Again, for the birthday of one of our children once, my wife made three glove puppets of characters from the story of Little Red Riding Hood; they were attractive, very attractive, but it was when she made them ‘perform’ while narrating the story that they came to life.
I was put in mind of all this by the Putul Yatra travelling event that the Sangeet Natak Akademi brought to town from Delhi earlier this month. To my regret, something kept me from witnessing any of the evening performances that were a part of the show, but I did get to see the splendid exhibition that was put up. There they were, imaginatively displayed, from all parts of India, reminders of a great tradition: Tolu Bommalatta shadow puppets of leather from Andhra; Sutrada Gombeyatta string puppets from Karnataka; Pavakathakali glove puppets from Kerala; kathputlis from Rajasthan; putul from Bengal; ‘Gulabo-Sitabo’ from Uttar Pradesh; even outsized, somewhat abstract, figures which many modern-day puppeteers sometimes work with. Heroes and demons, sages and beggars, golden deer and winged fairies, scheming villains and coquettish courtesans: everyone and everything meant to tell stories that stir memories, touch some layer of the mind.
What is it about puppet shows that makes them so riveting, one wonders. Even in this age of animation and sophisticated technology. Their capacity to lift us, with simple means, out of ourselves, our willingness to be led by them into a world made up of reality/unreality, our admiration for the skills involved, the puppeteers’ choice of timeless themes, their wit, their humanity? There may be no given, or single, answers to these questions.
Researchers speak of magicians and conjurors—and shamans—being the forebears of puppet-masters, and their being active in Egypt as long ago as the third millennium BC; apart from the Indian sub-continent, one hears of puppets in medieval Iran; the Chinese know shadow theatre as Budaixi; the Japanese’ fondness for Bunraku continues to this day; marionettes in Europe; Punch and Judy in England; Wayang Kulit, incomparable shadow puppets, in Indonesia. The list is unending.
What caught my attention most while tracking puppets down, however, was something that I had never heard of till now: the Roi Nuoc of Vietnam. As someone wrote: "For over a thousand years, performers in Vietnamese puppet theatre have always gotten cold feet. And very wet." This, because the performance is always in a chest-deep pool of water, with the water’s surface serving as a stage as it were. According to oral tradition preserved in the land, this kind of water puppetry was first performed a thousand years ago on the surface of ponds and paddy fields in Vietnam’s Red River Delta, the lively creation of farmers who spent their days in flooded rice fields.

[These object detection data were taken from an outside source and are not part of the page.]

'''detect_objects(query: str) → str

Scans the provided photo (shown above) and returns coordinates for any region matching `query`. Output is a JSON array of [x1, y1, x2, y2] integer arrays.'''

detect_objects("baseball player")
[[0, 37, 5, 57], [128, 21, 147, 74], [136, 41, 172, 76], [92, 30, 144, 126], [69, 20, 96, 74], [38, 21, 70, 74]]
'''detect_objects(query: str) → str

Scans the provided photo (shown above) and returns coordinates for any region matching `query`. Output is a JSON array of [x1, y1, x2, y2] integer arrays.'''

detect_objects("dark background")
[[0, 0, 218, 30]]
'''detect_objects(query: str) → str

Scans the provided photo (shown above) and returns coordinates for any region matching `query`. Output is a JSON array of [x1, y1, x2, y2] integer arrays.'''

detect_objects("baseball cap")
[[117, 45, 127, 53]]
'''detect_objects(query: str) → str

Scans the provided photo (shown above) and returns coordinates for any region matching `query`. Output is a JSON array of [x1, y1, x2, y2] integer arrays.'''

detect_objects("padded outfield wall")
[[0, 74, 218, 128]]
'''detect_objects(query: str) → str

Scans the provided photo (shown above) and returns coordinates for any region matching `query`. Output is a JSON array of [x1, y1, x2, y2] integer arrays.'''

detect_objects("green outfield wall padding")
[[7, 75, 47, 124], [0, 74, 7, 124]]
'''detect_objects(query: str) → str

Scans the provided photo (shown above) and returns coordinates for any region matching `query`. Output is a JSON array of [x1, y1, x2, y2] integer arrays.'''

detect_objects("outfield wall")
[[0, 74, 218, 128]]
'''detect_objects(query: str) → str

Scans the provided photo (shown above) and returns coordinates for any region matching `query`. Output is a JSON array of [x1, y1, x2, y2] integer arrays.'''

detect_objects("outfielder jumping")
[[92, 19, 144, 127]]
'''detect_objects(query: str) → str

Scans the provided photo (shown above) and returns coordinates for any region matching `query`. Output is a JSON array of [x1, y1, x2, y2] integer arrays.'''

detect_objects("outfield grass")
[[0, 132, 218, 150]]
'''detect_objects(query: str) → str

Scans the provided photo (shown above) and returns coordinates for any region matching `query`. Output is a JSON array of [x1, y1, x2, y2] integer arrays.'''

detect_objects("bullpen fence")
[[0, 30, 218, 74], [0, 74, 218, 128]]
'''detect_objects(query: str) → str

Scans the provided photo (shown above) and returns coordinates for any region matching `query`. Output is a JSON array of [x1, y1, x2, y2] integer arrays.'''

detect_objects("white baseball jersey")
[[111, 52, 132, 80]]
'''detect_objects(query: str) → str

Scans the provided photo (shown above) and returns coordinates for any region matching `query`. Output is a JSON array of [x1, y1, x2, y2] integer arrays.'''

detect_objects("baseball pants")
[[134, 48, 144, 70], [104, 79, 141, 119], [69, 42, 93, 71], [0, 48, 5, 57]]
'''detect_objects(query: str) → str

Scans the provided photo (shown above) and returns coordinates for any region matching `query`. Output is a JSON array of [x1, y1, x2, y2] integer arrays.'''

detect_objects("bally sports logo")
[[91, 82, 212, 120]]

At some point, they must have discovered that the water was an excellent medium for puppetry: it not only concealed the puppeteers’ rod and string mechanisms: it also provided exciting effects like waves and splashes. It is not easy work, but for the viewers it is like a release from the drudgery of working in the field: great fun accompanied by raucous music: gongs and cymbals and bells.
One could go on with this, for there is delight in it. But it must end. In a Turkish puppet play, there is often an argument between two well-loved characters: Karagoz and Hacivad. At the end, the latter finally shouts, "You have brought the curtain down, you have ruined it." To this Karagoz replies, "May my transgressions be forgiven."